Thursday, November 5, 2009

How Germany sees Merkel's speech in Congress

On Tuesday night, a commentator on the nightly news here in Germany started off with the comment that Angela Merkel gave a speech in the US that she had never given in the Bundestag -- one tailored specifically to Americans. That seems to be the general tenor here: Americans like to hear the personal stuff, not just substance. Die Zeit comments:

The speech was not grand, but major. She told the Americans what they like to hear: she talked about herself and her life behind barbed wire.
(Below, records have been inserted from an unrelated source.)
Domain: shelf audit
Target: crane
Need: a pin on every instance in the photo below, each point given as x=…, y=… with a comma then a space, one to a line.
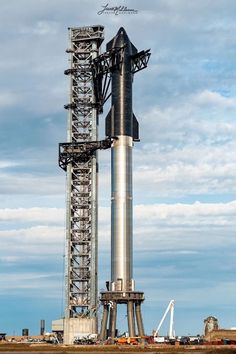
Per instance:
x=170, y=308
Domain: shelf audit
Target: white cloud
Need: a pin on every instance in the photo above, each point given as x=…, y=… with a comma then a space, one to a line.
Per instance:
x=40, y=215
x=215, y=99
x=35, y=242
x=8, y=99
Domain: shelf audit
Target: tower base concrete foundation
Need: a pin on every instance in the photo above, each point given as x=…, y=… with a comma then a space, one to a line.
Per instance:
x=110, y=301
x=78, y=327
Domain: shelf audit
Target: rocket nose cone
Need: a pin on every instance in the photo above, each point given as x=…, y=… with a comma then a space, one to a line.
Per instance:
x=121, y=31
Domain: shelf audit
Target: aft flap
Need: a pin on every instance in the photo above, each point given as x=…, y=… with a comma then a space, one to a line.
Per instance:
x=108, y=124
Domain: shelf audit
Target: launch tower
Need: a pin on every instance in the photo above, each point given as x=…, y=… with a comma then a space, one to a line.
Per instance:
x=78, y=158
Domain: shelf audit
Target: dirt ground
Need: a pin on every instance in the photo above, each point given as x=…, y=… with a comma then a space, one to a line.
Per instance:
x=124, y=349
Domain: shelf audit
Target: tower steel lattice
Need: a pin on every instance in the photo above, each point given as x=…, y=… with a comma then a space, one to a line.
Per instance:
x=79, y=160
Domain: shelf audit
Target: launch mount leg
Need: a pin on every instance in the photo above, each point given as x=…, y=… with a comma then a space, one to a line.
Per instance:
x=132, y=299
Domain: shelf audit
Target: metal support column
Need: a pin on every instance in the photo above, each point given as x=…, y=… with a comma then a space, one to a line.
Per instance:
x=139, y=319
x=81, y=226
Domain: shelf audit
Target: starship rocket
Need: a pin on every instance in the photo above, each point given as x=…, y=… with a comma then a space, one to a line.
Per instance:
x=122, y=124
x=123, y=128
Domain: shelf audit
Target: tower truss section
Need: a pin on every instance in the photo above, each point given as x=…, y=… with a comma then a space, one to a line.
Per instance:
x=81, y=228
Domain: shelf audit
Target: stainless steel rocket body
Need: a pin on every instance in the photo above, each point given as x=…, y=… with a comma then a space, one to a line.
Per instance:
x=122, y=124
x=122, y=215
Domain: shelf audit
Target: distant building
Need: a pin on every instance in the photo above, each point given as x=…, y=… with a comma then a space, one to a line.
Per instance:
x=210, y=324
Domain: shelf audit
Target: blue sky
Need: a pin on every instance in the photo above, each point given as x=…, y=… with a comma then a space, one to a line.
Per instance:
x=184, y=166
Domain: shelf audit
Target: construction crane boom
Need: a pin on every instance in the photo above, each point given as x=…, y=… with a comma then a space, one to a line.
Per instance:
x=170, y=308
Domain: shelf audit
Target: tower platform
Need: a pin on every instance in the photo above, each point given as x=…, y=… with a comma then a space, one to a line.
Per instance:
x=110, y=300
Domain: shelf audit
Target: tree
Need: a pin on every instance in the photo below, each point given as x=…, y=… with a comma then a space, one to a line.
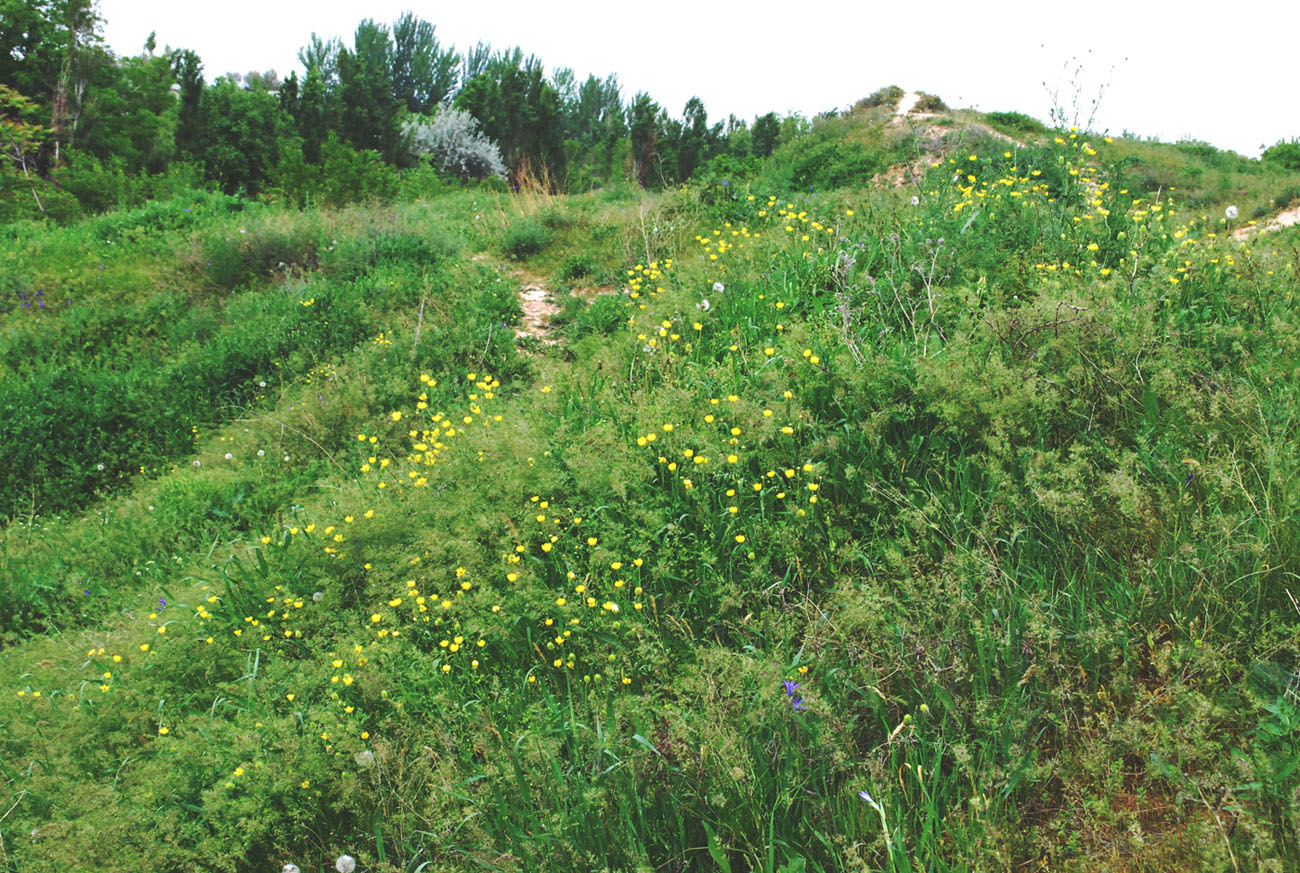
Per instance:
x=21, y=137
x=321, y=56
x=369, y=109
x=313, y=113
x=694, y=138
x=645, y=124
x=424, y=74
x=129, y=113
x=238, y=137
x=520, y=111
x=767, y=130
x=187, y=70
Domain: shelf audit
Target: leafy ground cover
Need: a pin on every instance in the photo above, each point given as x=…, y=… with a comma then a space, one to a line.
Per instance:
x=949, y=526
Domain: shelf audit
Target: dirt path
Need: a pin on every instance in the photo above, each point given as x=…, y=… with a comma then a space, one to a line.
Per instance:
x=1285, y=218
x=538, y=308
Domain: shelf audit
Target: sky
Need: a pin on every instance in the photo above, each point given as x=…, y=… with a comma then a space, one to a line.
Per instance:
x=1221, y=73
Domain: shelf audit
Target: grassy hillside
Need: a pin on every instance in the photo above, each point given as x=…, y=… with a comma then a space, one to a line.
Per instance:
x=832, y=525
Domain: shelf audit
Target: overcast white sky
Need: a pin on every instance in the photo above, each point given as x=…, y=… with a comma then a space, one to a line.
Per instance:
x=1225, y=73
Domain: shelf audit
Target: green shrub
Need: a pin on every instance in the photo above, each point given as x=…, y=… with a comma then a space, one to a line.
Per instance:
x=525, y=237
x=930, y=103
x=577, y=266
x=1285, y=155
x=356, y=256
x=241, y=255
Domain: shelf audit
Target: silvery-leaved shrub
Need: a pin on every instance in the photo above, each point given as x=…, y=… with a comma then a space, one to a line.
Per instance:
x=454, y=144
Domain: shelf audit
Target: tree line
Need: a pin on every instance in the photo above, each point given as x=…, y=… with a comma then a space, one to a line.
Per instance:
x=78, y=121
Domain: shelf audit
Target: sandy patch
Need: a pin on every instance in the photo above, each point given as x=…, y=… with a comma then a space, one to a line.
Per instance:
x=1285, y=218
x=538, y=308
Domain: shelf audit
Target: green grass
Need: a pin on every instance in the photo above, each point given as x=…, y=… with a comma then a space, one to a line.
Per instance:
x=1004, y=480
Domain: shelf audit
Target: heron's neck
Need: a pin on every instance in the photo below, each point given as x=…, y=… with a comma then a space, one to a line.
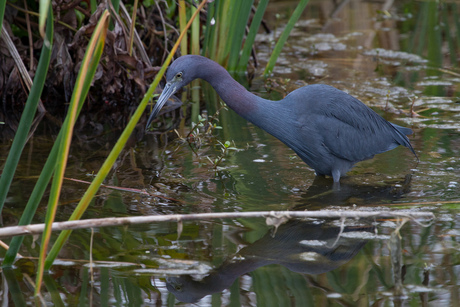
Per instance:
x=261, y=112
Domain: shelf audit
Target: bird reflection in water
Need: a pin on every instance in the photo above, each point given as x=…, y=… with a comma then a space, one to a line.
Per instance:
x=306, y=247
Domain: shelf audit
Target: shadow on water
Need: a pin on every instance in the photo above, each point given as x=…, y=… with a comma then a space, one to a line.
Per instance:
x=351, y=192
x=305, y=247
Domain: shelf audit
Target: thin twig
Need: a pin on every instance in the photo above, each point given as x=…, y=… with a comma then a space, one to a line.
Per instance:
x=117, y=221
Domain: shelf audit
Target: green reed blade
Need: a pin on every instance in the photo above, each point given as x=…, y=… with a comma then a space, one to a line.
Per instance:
x=92, y=57
x=108, y=163
x=284, y=36
x=238, y=31
x=28, y=114
x=249, y=42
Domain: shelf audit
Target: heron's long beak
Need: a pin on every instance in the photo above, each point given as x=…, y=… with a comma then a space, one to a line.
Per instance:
x=168, y=91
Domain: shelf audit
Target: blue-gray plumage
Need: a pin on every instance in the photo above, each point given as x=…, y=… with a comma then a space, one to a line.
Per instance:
x=329, y=129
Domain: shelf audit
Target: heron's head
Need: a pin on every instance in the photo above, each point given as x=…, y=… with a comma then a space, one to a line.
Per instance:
x=181, y=72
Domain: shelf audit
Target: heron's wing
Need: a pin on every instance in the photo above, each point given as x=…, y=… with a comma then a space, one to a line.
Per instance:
x=350, y=130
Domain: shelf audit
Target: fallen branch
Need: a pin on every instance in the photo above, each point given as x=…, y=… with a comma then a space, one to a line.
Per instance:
x=117, y=221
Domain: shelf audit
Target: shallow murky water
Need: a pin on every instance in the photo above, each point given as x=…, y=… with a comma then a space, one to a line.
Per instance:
x=383, y=56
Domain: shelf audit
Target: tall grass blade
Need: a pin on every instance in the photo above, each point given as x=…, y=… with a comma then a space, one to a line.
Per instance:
x=238, y=31
x=43, y=180
x=103, y=172
x=28, y=114
x=249, y=42
x=182, y=24
x=2, y=14
x=92, y=57
x=44, y=9
x=284, y=36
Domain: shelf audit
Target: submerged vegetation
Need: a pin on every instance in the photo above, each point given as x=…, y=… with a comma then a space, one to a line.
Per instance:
x=93, y=63
x=118, y=65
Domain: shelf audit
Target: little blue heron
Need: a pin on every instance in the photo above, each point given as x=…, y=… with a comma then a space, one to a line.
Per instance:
x=329, y=129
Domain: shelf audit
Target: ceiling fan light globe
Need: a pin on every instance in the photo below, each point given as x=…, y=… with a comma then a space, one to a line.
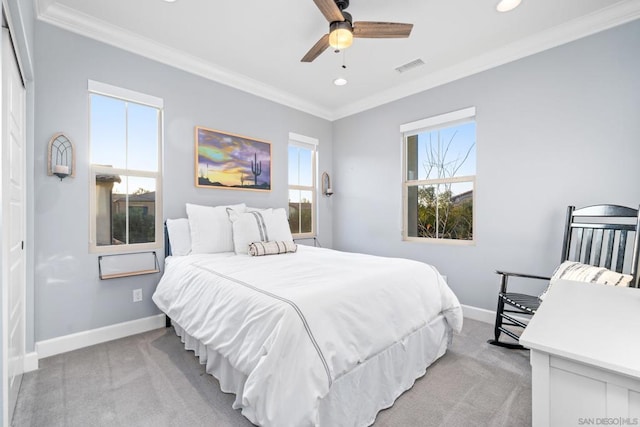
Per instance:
x=341, y=35
x=507, y=5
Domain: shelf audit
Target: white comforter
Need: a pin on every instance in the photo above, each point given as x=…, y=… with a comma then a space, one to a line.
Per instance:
x=294, y=323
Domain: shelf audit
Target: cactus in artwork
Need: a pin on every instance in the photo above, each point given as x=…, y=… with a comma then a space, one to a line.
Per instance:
x=256, y=168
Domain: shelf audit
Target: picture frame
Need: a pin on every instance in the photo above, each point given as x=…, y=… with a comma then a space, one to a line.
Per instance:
x=231, y=162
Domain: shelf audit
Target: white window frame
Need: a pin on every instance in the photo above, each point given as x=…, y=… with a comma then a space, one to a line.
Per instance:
x=424, y=125
x=127, y=95
x=308, y=143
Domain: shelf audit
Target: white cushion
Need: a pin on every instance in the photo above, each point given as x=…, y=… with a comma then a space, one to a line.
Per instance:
x=211, y=230
x=259, y=226
x=179, y=236
x=571, y=270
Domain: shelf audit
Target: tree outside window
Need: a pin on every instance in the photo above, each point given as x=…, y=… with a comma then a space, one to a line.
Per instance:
x=440, y=163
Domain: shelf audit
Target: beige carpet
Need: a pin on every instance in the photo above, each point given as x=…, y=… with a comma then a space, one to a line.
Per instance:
x=150, y=380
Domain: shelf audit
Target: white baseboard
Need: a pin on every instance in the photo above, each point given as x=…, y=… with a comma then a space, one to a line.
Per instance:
x=31, y=362
x=479, y=314
x=83, y=339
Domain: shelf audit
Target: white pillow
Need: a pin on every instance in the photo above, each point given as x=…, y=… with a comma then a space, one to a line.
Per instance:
x=259, y=226
x=571, y=270
x=179, y=236
x=211, y=230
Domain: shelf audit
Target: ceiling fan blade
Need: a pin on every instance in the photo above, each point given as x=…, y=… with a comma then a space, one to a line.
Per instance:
x=317, y=49
x=329, y=10
x=381, y=30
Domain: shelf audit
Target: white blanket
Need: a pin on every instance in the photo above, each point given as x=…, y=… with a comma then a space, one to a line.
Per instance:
x=294, y=323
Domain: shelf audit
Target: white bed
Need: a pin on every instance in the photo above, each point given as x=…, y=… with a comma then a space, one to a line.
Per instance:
x=312, y=338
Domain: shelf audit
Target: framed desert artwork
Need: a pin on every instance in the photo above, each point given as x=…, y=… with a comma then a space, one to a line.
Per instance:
x=234, y=162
About her desire for blue jeans and freedom -- and the big, unbelievable moment when the Wall fell and she was allowed to enter the West to live her own "American dream."

Die Welt ran an article entitled "Merkel's Speech Pleases America and Helps Germany" (Merkels Rede gefällt Amerika und hilft Deutschland), which perhaps sums up the reaction the best: the German press seems to believe that Merkel served Germany best by just telling Americans what they want to hear anyway.

The comments under these articles are a bit different, however. Commenters seem to feel that Merkel was kotowing a bit excessively. Not everyone seems convinced, as Merkel claimed, that America wants the best for Germany. At Die Zeit, one person even pointed out that, while the United States did indeed encourage France and Britain to let the two Germanies unite, it was these powers who caused the split in the first place in the late 1940s (prompting another commenter to ask, What would you have done?).

Incidentally, the German press also produced a review of how the world press received the new German Foreign Secretary. They found that Americans in particular like to point out that he is openly gay.

It is indeed noteworthy that a gay man and a woman in pants now represent the country, as this excellent article in German about the history of women's rights and gay rights in Germany points out.